“Hire product managers when you want to sell to someone who is not just like you” – hard earned experience by NetApp’s David Hitz. I’ve worked with many tech companies that, sadly for their customers and for their business, don’t want to invest in marketing and product management isn’t even on their radar.
Product Managers keep the product development process focused on the KISS principle. Product Managers tell engineers and programmers things like “we don’t need that one button to do 100 things just because it can”. They keep “The Design of Everyday Things” in mind. They are the wardens of Alan Cooper’s Asylum, in charge of keeping all users sane (and happy) when using your products.
For product management to be effective, you have to give it some teeth. When I first joined Intel, Andy Grove was CEO and Intel was essentially a one product company with Andy as Product Manager. Everybody marched to Andy’s beat. I described it at the time as an ant hill, and I meant it as a compliment. That’s what I call teeth because the company followed the product.

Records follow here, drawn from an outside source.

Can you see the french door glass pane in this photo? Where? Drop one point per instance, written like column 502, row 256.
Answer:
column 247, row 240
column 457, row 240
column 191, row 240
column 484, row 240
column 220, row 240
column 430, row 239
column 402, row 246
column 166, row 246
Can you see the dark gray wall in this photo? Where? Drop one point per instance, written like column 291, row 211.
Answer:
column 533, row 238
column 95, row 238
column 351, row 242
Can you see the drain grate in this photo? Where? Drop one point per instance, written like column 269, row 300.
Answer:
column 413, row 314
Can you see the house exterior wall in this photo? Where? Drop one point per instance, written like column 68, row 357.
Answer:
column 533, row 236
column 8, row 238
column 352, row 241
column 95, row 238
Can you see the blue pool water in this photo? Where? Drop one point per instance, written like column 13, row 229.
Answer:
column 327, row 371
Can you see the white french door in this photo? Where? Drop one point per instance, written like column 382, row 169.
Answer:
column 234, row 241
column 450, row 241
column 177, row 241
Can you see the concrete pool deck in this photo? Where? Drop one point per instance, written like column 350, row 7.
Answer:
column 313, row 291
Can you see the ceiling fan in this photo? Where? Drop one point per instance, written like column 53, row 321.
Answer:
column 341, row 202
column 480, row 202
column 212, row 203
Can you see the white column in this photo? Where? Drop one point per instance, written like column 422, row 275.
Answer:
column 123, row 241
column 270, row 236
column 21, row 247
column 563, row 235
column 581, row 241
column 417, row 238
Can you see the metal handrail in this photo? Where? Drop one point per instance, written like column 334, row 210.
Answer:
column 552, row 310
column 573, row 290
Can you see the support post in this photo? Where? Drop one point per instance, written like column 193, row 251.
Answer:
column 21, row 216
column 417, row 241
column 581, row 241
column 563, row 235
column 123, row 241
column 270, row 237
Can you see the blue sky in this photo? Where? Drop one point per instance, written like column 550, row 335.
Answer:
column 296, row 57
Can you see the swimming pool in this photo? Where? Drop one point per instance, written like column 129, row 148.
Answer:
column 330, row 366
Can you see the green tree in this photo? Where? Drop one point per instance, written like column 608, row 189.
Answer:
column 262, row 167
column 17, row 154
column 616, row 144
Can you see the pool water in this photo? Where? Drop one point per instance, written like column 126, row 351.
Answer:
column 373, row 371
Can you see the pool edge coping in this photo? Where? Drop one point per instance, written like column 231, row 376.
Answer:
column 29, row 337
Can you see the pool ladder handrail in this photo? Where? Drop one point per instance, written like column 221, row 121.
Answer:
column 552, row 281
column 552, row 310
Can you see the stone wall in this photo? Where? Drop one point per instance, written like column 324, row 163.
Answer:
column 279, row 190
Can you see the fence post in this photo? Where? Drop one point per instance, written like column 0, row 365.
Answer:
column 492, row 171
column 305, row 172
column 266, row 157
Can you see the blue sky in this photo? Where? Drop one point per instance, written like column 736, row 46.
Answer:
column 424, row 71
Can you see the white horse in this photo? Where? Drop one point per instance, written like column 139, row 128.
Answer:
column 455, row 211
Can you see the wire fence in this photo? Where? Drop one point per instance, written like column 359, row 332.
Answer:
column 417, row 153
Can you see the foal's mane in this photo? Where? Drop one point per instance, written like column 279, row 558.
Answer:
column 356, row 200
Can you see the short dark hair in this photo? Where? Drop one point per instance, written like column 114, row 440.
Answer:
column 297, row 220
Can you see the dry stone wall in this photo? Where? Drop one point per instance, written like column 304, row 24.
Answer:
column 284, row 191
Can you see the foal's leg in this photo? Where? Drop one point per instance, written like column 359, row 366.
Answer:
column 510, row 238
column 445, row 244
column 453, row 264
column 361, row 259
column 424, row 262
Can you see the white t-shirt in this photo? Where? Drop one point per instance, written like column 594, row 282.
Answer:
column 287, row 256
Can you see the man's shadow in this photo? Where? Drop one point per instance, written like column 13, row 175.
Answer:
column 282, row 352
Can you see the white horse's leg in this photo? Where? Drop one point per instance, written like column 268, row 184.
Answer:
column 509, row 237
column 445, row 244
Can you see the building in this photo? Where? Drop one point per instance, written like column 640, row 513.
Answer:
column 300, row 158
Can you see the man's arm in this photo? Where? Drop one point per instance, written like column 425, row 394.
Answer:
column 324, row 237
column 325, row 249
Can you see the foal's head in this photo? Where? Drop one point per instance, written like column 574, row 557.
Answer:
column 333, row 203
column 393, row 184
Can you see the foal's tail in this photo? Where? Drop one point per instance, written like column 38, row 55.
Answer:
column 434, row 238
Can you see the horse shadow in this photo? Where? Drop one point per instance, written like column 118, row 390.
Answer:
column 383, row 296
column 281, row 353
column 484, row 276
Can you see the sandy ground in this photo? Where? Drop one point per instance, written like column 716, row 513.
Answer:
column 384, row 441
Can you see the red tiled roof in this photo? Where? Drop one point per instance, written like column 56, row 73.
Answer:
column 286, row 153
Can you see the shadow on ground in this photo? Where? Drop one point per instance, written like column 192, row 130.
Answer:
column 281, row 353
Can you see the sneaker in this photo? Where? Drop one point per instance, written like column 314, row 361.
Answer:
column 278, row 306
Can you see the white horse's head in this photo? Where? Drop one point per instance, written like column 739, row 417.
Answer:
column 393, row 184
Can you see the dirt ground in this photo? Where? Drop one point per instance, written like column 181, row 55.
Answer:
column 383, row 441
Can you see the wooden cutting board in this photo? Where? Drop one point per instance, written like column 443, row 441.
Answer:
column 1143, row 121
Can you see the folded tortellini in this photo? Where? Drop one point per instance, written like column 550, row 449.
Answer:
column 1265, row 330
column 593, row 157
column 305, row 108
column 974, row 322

Don’t defang product management by muddling it up with marketing. Product management needs to be “the hub of many other activities around the product“, not just promotion. As the company and product line grows, effective product managers need to own the product P&L
Product Management gets you well on your way to product excellence. But you also need to rethink the development process. “6 degrees of separation between developers and end-users is 3 too many. It’s hard to keep users happy with that disconnect” (via @dhague ). @jamet123 even counted the steps and sure enough, 6 degrees of separation:
1.Users tell an analyst what they want
2.The analyst writes a requirement document or a high-level specification
3.A technical design gets developed
4.Code gets written to implement this design
5.Testing finds flaws and issues and these get resolved
6.The user gets to try and use the resulting application
There are a whole lot smarter technology options out there now to build or rebuild your systems. Business rules breaks the language barrier between the business and IT. SaaS and web platforms allow for rapid iterations. Think about what’s right and smart for your business, hire those product managers and snuggle up much closer to your customer.